Mchalmers is obviously someone with the health department. Why not come clean about who you are? Easier to hide behind your sterile cubicle? Coward.

mchalmers
mchalmers

Actually if she knew anything current about the situation, she would know that the HD has become MUCH more lenient with restaurants and the new approach to the fines system

mchalmers
mchalmers

Lori was not invited to the recent restaurant/health department meeting, being that she just writes about the food industry.

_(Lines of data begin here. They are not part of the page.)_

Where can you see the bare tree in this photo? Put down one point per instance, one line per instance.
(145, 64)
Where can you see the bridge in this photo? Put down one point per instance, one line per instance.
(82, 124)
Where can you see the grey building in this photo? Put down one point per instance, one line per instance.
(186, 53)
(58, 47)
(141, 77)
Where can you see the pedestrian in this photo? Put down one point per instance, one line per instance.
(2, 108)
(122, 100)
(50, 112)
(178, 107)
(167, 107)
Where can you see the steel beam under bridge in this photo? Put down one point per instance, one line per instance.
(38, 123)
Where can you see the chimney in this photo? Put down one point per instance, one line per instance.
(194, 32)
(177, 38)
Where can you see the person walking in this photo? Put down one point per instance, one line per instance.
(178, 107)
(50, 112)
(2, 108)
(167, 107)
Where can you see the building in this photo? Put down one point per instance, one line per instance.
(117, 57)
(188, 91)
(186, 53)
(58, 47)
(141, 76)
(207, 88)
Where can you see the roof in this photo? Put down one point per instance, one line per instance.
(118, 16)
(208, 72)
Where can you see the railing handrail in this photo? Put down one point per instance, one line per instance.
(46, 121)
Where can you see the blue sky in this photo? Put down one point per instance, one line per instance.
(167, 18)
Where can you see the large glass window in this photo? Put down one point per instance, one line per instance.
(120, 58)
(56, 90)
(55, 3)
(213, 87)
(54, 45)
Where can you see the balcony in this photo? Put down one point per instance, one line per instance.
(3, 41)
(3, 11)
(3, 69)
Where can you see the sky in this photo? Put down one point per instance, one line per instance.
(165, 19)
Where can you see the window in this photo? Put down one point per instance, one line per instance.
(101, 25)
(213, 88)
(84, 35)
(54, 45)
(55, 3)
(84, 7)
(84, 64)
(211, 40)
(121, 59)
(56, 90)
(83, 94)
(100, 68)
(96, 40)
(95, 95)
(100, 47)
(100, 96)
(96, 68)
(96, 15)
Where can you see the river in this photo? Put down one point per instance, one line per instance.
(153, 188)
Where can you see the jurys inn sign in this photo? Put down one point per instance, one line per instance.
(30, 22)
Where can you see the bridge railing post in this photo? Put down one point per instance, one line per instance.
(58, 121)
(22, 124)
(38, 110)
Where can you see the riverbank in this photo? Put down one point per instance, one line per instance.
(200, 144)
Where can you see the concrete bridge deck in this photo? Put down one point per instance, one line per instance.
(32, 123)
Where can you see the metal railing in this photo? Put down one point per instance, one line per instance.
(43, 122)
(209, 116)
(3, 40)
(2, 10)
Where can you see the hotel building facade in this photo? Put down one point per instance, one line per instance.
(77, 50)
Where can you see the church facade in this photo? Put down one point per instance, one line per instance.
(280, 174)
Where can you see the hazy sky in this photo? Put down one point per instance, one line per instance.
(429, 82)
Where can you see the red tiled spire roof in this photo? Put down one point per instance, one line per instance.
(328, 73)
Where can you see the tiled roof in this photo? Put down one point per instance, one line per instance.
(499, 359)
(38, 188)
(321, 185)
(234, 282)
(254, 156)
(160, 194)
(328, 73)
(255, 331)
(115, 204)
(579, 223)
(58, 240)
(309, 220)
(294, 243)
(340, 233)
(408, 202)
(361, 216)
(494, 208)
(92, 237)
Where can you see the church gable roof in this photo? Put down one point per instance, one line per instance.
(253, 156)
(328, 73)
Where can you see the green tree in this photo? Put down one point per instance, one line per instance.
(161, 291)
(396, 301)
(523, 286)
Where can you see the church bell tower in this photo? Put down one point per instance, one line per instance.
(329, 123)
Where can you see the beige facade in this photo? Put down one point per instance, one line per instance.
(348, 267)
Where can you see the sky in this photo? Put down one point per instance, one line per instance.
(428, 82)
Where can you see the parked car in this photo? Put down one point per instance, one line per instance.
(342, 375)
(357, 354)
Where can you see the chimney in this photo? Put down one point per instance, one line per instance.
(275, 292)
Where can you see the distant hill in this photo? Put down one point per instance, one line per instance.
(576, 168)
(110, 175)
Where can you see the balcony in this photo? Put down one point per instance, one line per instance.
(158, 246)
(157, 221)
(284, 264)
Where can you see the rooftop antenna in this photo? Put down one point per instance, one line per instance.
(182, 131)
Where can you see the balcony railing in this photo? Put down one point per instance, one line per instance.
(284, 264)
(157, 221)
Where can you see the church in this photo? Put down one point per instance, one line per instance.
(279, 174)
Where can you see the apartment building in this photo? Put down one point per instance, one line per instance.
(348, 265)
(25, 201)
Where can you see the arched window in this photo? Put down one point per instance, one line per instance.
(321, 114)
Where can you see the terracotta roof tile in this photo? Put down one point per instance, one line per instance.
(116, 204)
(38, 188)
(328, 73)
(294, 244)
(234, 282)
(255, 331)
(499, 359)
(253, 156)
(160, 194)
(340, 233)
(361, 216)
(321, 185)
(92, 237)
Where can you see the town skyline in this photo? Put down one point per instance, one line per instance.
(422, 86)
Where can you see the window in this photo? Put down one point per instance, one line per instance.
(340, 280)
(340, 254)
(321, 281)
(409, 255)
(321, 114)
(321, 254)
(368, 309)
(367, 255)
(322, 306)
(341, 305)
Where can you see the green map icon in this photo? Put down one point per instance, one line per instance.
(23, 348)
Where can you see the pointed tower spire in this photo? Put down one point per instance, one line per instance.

Frank did not attend, but if he did, he would've been politely asked to keep the conversations between the two private. I'm sure it was Lori who thought she should write something.

atomicspice
atomicspice

I've never been a Frank Bonanno fan, but after reading this, I'm impressed with what he's doing to stand up to the health department. He comes across as likable, smart and cooperative with minimal arrogance. The health department is a menace and seems to definitely have an agenda that goes way beyond standard restaurant inspections. Great writing, informative and thought provoking.

JamesB7
JamesB7

Great story. Thanks...

bobbypinz
bobbypinz

Obviously oldnews didn't read the whole story. Cause that's what it says...that they're working together. And better grab a dictionary for all those tough words. Like "members". The article is brilliant and points out some of the flaws in a system rife with bureaucracy. Just ask any restaurant owner!

oldnews
oldnews

Lori, way to bring up old shit.   Currently the health deparment is working with memebers of Colorado Restaurant Assocaition to make sure they everything is well known between both parties and so that we can work amicably together to make sure that food regulations are resonable and followed.  

DonkeyHotay
DonkeyHotay topcommenter

@hollyjarmstrong ... you'll no doubt eagerly pay HIGHER PRICES for your restaurant outings to cover the cost and expense of Sick Leave and Health Benefits, right?

seejohnedrum
seejohnedrum

@mchalmers Wrong.  New regulations come down all the time.  Holding temps change as do accepted procedures.  Denver has gotten much stricter.  I know.  10 years ago everything was made by un-gloved hands.  Folks like you go to Starbucks with the fucking Flu but freak out if your server has a slight sniffle.

LoriMidsonCafeSociety
LoriMidsonCafeSociety moderator editor

@mchalmers You're right -- I was not invited to that meeting (my understanding is that no press was invited). And that specific meeting to which you refer, and which took place just a few months ago, isn't mentioned anywhere in my story.

LoriMidsonCafeSociety
LoriMidsonCafeSociety moderator editor

@oldnews As the commenter above you pointed out, it would behoove you to read the entire story, which makes it crystal clear that restaurateurs, the CRA and the health department are making strides in working amicably with one another.